Amar, verbo transitivo
Foi um tempo em que ela o olhava e pedia que fechasse os olhos. Este tempo era o mesmo que passava rápido quando estavam juntos; tempo infinitamente longo quando separados. Era também o tempo em que ela gostava de flores e que agradecia com beijos por receber um pequeno vaso.
Nesse tempo – ou seria naquele? – ela lhe agradecia, entre beijos, com frases do tipo: “como você é atencioso e se preocupa comigo!”, e isto só por receber um simples quarto de queijo canastra. Era também um tempo em que ela vivia dizendo que tinha tanto medo de perdê-lo – e nem precisava dizer – estava escrito nos olhos dela.
Era o tempo em que ela se emocionava com aconchegos. Pedia que a beijasse direito, que a abraçasse mais forte.
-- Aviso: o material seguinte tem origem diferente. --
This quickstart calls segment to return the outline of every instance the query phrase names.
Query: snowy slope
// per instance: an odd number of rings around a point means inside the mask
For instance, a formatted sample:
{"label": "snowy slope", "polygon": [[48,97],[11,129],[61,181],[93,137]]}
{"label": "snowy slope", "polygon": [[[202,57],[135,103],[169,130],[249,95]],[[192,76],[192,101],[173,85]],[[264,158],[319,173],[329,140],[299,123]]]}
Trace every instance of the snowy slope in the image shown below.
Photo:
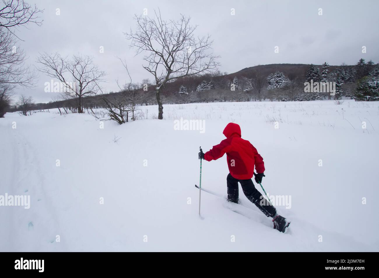
{"label": "snowy slope", "polygon": [[[378,106],[166,105],[164,120],[106,121],[103,129],[88,114],[7,113],[0,119],[0,195],[28,194],[31,204],[0,207],[0,251],[379,251]],[[142,107],[149,118],[157,110]],[[205,120],[205,132],[174,130],[180,117]],[[273,229],[240,189],[250,208],[203,192],[199,217],[199,147],[219,143],[231,121],[263,157],[268,193],[291,196],[291,208],[277,207],[292,221],[288,234]],[[226,195],[226,160],[203,162],[204,188]]]}

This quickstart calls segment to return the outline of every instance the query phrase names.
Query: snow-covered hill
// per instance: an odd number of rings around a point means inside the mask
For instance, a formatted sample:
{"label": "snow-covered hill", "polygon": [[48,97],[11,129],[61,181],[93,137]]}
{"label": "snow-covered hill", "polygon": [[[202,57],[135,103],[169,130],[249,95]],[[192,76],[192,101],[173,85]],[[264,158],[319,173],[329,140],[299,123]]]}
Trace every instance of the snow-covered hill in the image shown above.
{"label": "snow-covered hill", "polygon": [[[157,110],[103,128],[52,110],[0,119],[0,195],[31,202],[0,207],[0,251],[379,251],[378,103],[166,105],[165,120],[151,119]],[[181,118],[204,120],[204,132],[177,130]],[[231,121],[263,157],[269,195],[290,196],[277,207],[288,234],[241,190],[249,208],[203,192],[199,217],[199,146]],[[204,189],[226,196],[226,160],[203,162]]]}

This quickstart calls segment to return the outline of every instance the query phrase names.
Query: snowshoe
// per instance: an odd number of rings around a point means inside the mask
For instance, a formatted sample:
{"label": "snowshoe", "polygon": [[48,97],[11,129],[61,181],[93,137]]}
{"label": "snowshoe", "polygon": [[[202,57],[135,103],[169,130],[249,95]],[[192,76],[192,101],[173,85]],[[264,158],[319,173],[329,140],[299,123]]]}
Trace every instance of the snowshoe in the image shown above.
{"label": "snowshoe", "polygon": [[236,199],[232,199],[232,198],[228,198],[226,199],[226,200],[230,203],[239,203],[238,202],[238,198]]}
{"label": "snowshoe", "polygon": [[274,222],[274,228],[276,229],[279,231],[285,233],[288,229],[291,222],[279,214],[276,215],[273,219]]}

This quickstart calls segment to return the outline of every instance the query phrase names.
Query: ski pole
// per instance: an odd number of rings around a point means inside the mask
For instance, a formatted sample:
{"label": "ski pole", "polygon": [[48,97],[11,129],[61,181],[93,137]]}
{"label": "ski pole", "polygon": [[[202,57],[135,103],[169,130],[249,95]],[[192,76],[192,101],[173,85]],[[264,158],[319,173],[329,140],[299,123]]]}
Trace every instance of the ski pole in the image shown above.
{"label": "ski pole", "polygon": [[[200,146],[200,152],[202,152],[203,150],[201,149],[201,146]],[[200,158],[200,182],[199,184],[199,215],[200,216],[200,202],[201,200],[201,158]],[[201,216],[200,216],[201,217]]]}
{"label": "ski pole", "polygon": [[[255,172],[253,172],[254,173],[254,175],[257,177],[257,174],[255,174]],[[258,183],[259,184],[259,185],[261,186],[261,187],[262,188],[262,189],[263,190],[263,192],[265,193],[265,195],[266,195],[266,197],[267,197],[267,200],[268,201],[268,202],[271,204],[271,205],[272,205],[273,204],[271,203],[271,202],[270,201],[270,198],[268,197],[268,196],[267,196],[267,194],[266,193],[266,191],[265,191],[265,188],[264,188],[263,186],[262,186],[262,184],[259,182],[258,182]]]}

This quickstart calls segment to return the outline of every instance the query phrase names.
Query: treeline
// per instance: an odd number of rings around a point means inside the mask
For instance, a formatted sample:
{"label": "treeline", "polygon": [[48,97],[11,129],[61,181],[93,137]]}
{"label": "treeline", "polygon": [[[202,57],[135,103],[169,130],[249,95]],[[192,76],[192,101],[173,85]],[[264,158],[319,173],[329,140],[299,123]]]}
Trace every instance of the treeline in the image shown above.
{"label": "treeline", "polygon": [[[371,60],[366,62],[361,59],[354,65],[330,66],[326,62],[321,65],[292,65],[292,68],[288,65],[283,67],[285,73],[279,71],[280,65],[277,67],[278,70],[268,75],[265,66],[260,66],[231,75],[216,71],[200,76],[179,78],[166,85],[162,100],[165,104],[266,99],[306,101],[340,99],[343,97],[357,101],[379,100],[379,65]],[[335,94],[331,96],[329,92],[305,92],[304,82],[311,81],[313,83],[335,82]],[[85,96],[80,99],[74,95],[72,97],[48,103],[31,103],[30,109],[58,108],[61,113],[67,113],[77,112],[78,107],[82,107],[82,111],[106,109],[110,101],[113,103],[121,100],[128,107],[131,104],[132,107],[157,104],[155,88],[148,79],[129,86],[117,92]],[[127,99],[130,101],[125,100]],[[8,111],[22,111],[24,106],[20,100]]]}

E quando ele ia embora, acompanhava-o até o elevador e, abraçando-o, o impedia de abrir a porta. E depois implorava, quase infantilmente, que a olhasse da janela quando fosse embora. Ao chegar em casa, tinha um recado na secretária eletrônica dizendo que o amava tanto, que ele dormisse com Deus. E, mal chegando à manhã, o telefone tocava para desejar-lhe bom dia, para dizer-lhe que o amava.
E tinha também aquele olhar de criança feliz quando ele beijava suas bochechas. Ela, rindo como menina travessa, pedia: beije-me mais, gosto tanto! Sabia adivinhar-lhe: quando ficava chateado, esforçava-se para o entender; se fosse ela a causa, explicava, justificava-se dizendo que mudaria.
Era incansável em repetir, tantas vezes quantas pudesse: muito obrigado por ter me proporcionado ISSO. Isso era tudo aquilo que a tornava grata e comprometida. Só mesmo você! Ele, acostumado à concretude da vida, ficou bobo de tudo por acreditar mesmo que ... só ele!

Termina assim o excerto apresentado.